Originally published by Priyesh Patel at blog.bitsrc.io
Although Python or R programming language has a relatively easy learning curve, web developers are just happy to do everything within their comfort zone of JavaScript. Considering the trend that Node.js has started, of applying JavaScript to every field, I decided to understand the concepts of machine learning using JS. Python became popular because of the abundance of packages available, but the JS community is not far behind. In this article, we will build a simple classifier in a beginner friendly process.
You will make a webpage that uses TensorFlow.js to train a model in the browser. Given “AvgAreaNumberofRooms” for a house, the model will learn to predict “price” of the house.
To do this you will:
Create an HTML page and include the JavaScript. Copy the following code into an HTML file called index.html
<!DOCTYPE html>
<html>
<head>
<title>TensorFlow.js Tutorial</title>
<!-- Import TensorFlow.js -->
<script src="https://cdn.jsdelivr.net/npm/@tensorflow/tfjs@1.0.0/dist/tf.min.js"></script>
<!-- Import tfjs-vis -->
<script src="https://cdn.jsdelivr.net/npm/@tensorflow/tfjs-vis@1.0.2/dist/tfjs-vis.umd.min.js"></script>
<!-- Import the main script file -->
<script src="script.js"></script>
</head>
<body>
</body>
</html>
In the same folder as the HTML file above, create a file called script.js and put the following code in it.
console.log('Hello TensorFlow');
Now that you’ve got the HTML and JavaScript files created, test them out. Open up the index.html file in your browser and open up the devtools console.
If everything is working, there should be two global variables created and available in the devtools console.:
tf
is a reference to the TensorFlow.js librarytfvis
is a reference to the tfjs-vis libraryYou should see a message that says Hello TensorFlow
. “If so, you are ready to move on to the next step.
An output like this is expected.
We will load the “house” data-set, which can be found here. It contains many different features for a given house. For this tutorial, we only want data about average area number of rooms and the price of each house.
Add the following code to your script.js
file.
async function getData() {
const houseDataReq = await fetch('https://raw.githubusercontent.com/meetnandu05/ml1/master/house.json');
const houseData = await houseDataReq.json();
const cleaned = houseData.map(house => ({
price: house.Price,
rooms: house.AvgAreaNumberofRooms,
}))
.filter(house => (house.price != null && house.rooms != null));
return cleaned;
}
This will also remove any entries that do not have either price or number of rooms defined. Let’s also plot this data in a scatterplot to see what it looks like.
Add the following code to the bottom of your script.js
file.
async function run() {
// Load and plot the original input data that we are going to train on.
const data = await getData();
const values = data.map(d => ({
x: d.rooms,
y: d.price,
}));
tfvis.render.scatterplot(
{name: 'No.of rooms v Price'},
{values},
{
xLabel: 'No. of rooms',
yLabel: 'Price',
height: 300
}
);
// More code will be added below
}
document.addEventListener('DOMContentLoaded', run);
When you refresh the page. You should see a panel on the left-hand side of the page with a scatterplot of the data. It should look something like this.
This is what the scatter plot will look like.
Generally, when working with data it is a good idea to find ways to take a look at your data and clean it if necessary. Visualizing the data can give us a sense of whether there is any structure to the data that the model can learn.
We can see from the plot above that there is a positive correlation between no. of rooms and price, i.e. as no. of rooms increases, prices of houses generally increase.
Here, we will write the code to build our machine learning model. The model will be trained based on this code and hence this is an important step. Machine Learning models take inputs and then produce outputs. In the case of Tensorflow.js, we have to build neural networks.

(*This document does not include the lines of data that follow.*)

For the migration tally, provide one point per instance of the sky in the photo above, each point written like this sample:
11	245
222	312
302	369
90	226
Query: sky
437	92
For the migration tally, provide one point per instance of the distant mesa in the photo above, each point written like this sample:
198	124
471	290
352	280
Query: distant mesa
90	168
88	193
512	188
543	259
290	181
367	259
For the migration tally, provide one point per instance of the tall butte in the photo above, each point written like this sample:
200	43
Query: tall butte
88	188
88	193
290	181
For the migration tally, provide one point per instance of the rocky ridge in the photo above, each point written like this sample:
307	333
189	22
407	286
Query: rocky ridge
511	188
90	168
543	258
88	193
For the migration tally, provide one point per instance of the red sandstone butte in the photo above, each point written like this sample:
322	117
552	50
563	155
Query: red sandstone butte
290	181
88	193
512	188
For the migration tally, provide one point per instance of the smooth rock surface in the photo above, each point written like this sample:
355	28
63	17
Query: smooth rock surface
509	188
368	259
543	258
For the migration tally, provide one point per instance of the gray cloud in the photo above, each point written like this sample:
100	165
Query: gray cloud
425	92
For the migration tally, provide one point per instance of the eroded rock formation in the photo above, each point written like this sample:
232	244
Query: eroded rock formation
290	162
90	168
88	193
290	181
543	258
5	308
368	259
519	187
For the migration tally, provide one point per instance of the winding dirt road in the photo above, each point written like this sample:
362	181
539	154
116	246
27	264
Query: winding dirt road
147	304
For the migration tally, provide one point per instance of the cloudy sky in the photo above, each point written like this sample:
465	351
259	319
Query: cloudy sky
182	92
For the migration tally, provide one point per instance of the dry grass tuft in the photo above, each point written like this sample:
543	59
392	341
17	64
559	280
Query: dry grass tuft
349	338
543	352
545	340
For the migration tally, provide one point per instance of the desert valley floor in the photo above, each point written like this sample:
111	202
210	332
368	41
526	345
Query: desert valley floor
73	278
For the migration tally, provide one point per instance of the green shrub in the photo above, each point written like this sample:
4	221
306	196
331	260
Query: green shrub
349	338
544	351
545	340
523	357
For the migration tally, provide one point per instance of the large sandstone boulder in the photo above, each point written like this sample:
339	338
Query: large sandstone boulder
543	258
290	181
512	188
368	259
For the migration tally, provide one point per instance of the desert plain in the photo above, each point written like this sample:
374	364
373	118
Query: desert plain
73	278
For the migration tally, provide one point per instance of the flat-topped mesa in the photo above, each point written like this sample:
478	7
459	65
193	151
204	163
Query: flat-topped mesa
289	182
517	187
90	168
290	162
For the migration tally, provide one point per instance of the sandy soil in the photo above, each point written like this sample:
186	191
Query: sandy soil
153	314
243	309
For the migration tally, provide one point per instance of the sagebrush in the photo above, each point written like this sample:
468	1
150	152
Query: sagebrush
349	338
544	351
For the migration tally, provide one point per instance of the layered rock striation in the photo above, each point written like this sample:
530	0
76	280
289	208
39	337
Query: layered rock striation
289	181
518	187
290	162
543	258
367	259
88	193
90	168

Add the following function to your script.js
file to define the model.
function createModel() {
// Create a sequential model
const model = tf.sequential();
// Add a single hidden layer
model.add(tf.layers.dense({inputShape: [1], units: 1, useBias: true}));
// Add an output layer
model.add(tf.layers.dense({units: 1, useBias: true}));
return model;
}
This is one of the simplest models we can define in tensorflow.js, let us break-down each line a bit.
const model = tf.sequential();
This instantiates a tf.Model object. This model is
sequential because its inputs flow straight down to its output. Other kinds of models can have branches, or even multiple inputs and outputs, but in many cases your models will be sequential.
model.add(tf.layers.dense({inputShape: [1], units: 1, useBias: true}));
This adds a _hidden layer _to our network. As this is the first layer of the network, we need to define our inputShape
. The inputShape
is [1]
because we have 1
number as our input (the number of rooms of a given house).
units
sets how big the weight matrix will be in the layer. By setting it to 1 here we are saying there will be 1 weight for each of the input features of the data.
model.add(tf.layers.dense({units: 1}));
The code above creates our output layer. We set units
to 1
because we want to output 1
number.
Add the following code to the run
function we defined earlier.
// Create the model
const model = createModel();
tfvis.show.modelSummary({name: 'Model Summary'}, model);
This will create an instance of the model and show a summary of the layers on the webpage.
To get the performance benefits of TensorFlow.js that make training machine learning models practical, we need to convert our data to tensors.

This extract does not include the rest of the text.